Partinin ılımlı kanadı kapatılmayacakları inancında. En önemli referansları ise AK Parti'nin kapatılmaması. Bu çevrelerde "Devlet, AK Parti'yi kapatmadı, bizi de kapatmaz." görüşü hakim.

DTP Genel Başkanı Ahmet Türk ve ılımlı DTP'liler kapatma kararının demokratik çözüm çabalarını tasfiye edeceğini belirtiyor. Partinin kapatılması, özellikle çatışma siyasetinden beslenen DTP'liler için ise bir fırsat olarak kollanıyor. Bu çevreler, "Kürtler Meclis'ten dışlandı. Bugüne kadar kurduğumuz bütün partileri kapattılar" propagandası yapmaya hazırlanıyor.

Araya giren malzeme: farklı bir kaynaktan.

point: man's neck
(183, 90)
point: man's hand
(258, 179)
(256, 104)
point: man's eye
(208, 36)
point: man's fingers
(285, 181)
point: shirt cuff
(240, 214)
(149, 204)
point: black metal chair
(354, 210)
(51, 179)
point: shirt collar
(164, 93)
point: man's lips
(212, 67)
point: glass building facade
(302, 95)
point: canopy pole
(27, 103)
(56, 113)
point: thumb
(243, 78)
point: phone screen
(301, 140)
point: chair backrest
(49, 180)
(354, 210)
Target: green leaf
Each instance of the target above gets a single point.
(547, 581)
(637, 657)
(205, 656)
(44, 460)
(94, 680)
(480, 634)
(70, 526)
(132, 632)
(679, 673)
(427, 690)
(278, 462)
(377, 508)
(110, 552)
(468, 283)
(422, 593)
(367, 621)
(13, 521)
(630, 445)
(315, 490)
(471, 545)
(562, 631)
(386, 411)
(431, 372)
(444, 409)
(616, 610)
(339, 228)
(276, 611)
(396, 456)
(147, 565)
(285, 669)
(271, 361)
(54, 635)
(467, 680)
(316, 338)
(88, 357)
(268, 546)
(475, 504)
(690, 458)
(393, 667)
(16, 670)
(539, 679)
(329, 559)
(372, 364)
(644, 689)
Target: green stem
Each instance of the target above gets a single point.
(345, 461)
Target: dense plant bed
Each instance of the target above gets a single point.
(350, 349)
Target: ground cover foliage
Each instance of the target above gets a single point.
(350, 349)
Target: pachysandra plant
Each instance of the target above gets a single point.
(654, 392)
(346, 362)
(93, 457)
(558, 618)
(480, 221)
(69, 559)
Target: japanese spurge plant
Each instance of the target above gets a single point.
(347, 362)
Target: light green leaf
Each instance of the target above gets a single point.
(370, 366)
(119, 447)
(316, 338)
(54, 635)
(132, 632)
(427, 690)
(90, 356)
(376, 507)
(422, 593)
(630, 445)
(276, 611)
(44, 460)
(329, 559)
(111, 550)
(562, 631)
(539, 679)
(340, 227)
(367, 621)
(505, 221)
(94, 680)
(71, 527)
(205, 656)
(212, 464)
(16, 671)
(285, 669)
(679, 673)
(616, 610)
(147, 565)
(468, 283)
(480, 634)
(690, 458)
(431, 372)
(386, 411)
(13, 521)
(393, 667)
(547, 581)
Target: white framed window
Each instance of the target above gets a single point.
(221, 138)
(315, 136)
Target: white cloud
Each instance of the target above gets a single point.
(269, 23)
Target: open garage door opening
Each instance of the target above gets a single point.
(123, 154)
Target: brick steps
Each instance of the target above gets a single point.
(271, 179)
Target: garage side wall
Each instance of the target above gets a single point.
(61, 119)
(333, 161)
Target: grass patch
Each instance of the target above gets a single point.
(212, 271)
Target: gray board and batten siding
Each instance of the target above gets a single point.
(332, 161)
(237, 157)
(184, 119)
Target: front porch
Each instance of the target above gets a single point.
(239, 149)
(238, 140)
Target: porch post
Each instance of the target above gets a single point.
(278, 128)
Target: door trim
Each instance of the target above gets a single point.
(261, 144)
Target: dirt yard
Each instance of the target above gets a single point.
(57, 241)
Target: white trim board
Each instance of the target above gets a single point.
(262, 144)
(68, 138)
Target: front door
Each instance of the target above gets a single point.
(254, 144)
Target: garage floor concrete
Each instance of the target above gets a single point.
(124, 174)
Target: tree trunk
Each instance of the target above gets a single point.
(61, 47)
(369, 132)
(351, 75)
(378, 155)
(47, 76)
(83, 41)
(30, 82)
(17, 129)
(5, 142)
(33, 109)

Kapatılmaktan kurtulan HAK-PAR Genel Başkanı Bayram Bozyel, geçmişten günümüze yaşanan deneyimlerden yasakçı yöntemlerin, kapatmaların hiçbir zaman hiçbir soruna derman olmadığını gösterdiğini söyledi. "Kürt sorunu bağlamında Türkiye'nin yeterince sorunu var." diyen Bozyel, "Bu sorunların temel nedeni de dünden bugüne izlenen yasakçı uygulama ve anlayışlardır. Yasakçı düzenlemelerdir. O nedenle geçmişte çok kötü sicil oluşturan bu parti kapatmaların artık son bulması gerekiyor. Kapatma kararının kutuplaştırıcı bir yanı olacağı kesin. Gerilimi artıracağı ve demokratik çözüme olan inancı azaltacağı, dolayısıyla demokratik çözüm arayışlarını zayıflatacağı ortada. DTP meşru ve yasal bir partidir. Onu destekleyen belli bir Kürt kitlesi vardır. Öyle olsun olmasın şiddete başvurmadığı sürece hiçbir parti kapatılmamalı. DTP de kapatılmamalı." şeklinde konuştu.

"LEGAL ZEMİNİN KAPATILMASI İLLEGALİTEYE HİZMETTİR"
DTP'nin kapatılması halinde ismi siyasi yasaklı kapsamına gireceklerden biri de eski DEP Milletvekili Mahmut Alınak. Parti hakkında kapatılma davası açılmış olsa bile partinin kapatılmaması gerektiğini dile getiren Alınak, bugünkü siyasal süreç ve geçerli olan hukuka göre parti hakkında kapatılma kararının verilmemesi gerektiğini belirtti.
İllegalitenin hangi yöntemlerle ortaya çıktığının bilindiğini anlatan Alınak, "Legal kanallar kapatılınca düşüncelerini ifade etmek isteyen insanlar, sisteme muhalif olan insanlar kaçınılmaz olarak illegaliteye kayıyor. Bir siyasal düşünce kendisini ifade etmesine, kendisini örgütlemesine fırsat tanınmazsa, bu illegaliteye hizmet edecektir. Ama legal zemin açılırsa doğaldır ki illegalitede olan düşünce ve örgütlenmeler legalleşirler ve rahatlama olur." dedi.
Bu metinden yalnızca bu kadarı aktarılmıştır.